P : En allant le projeter, on vérifie qu’on n’a pas eu complètement tort de se montrer, d’accepter de raconter notre histoire, un peu singulière. Il y a beaucoup de débats qui me font pas mal de bien. Pour avoir participé à beaucoup de discussions dans des milieux très politiques, très concernés, le film permet d’amener cette question ailleurs, sans changer de discour. Et puis le propos est entendu : on n’est pas d’emblée rangé dans la case : « Non, mais ça, laisse tomber, c’est un discours radical, d’anarchiste. » Comme on raconte une histoire très singulière et personnelle, incarnée, les gens – qu’ils soient d’accord ou pas, touchés ou pas – ne peuvent pas la balayer comme ça. Parce que c’est la vie de quelqu’un en fait, c’est la vie de Monique, de Philippe.

Dans les discussions après les projections, tu t’aperçois que le film sert au moins à se questionner sur ce qui se passe vraiment dans une cours d’assise par exemple, et on se permet de rentrer plus dans les détails qu’on ne le fait dans le film.
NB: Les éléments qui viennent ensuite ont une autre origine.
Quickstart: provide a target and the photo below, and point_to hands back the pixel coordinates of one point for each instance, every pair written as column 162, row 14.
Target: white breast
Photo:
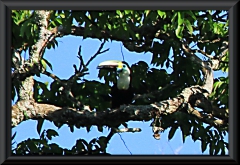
column 123, row 82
Ça permet que les gens se demandent comment les juré⋅es votent, comment la décision est prise, comment la peine est décidée. « Ah bon, mais je savais pas que les juré⋅es était tiré⋅e au sort, qu’il fallait qu’ils et elles aient plus de 21 ans, et pas de casier judiciaire. Ah d’accord, je ne savais pas qu’on fabriquait comme ça un jury moyen. C’est marrant ce truc de juge d’un jour, ça veut dire quoi pour ces gens de se retrouver comme ça mobilisés du jour au lendemain… » Et on espère : si des spectateurs et spectatrices se retrouvent demain convoqué⋅es en tant que juré⋅es, eh bien, que ce film les ait fait réfléchir à la responsabilité qu’ils et elles ont ; au pouvoir qu’ils et elles peuvent avoir à cet endroit-là s’ils et elles décident de réfléchir et de ne pas seulement d’obéir. De penser par elles et eux-mêmes à cette situation de justice, de peine, de vol, de récidive etc. Si on contribue à ça, je pense que le film sert à quelque chose, à ce qu’on regarde la justice, à ce qu’on ne considère pas seulement le résultat en années de prison, mais qu’on aille à l’endroit où ces années de prison sont données. Que tout le monde se saisisse de cette question comme d’une question sociale, comme on parle du logement, des papiers, du salaire et de l’exploitation.

Au procès de Philippe, on a essayé de convaincre des juré·es, des hommes et des femmes, de leur dire : « Vous avez la latitude de faire ce que la loi ne fait pas, vous, vous pouvez faire en sorte que ces peines soient basses, ou nulles. » Le film doit continuer ce travail, mais ailleurs.

M : C’est bien de regarder un peu ce qui se passe dans les tribunaux, d’aller voir un procès. Des gens qui ont envie de faire du bien autour d’eux peuvent écrire à un prisonnier ou une prisonnière, s’intéresser à ce monde-là. Je le fais à mon niveau, à travers le film et tout ça, j’ai mon cas, Philippe, j’en parle, mais j’ai pas l’impression de m’investir plus que ça, de faire grand-chose.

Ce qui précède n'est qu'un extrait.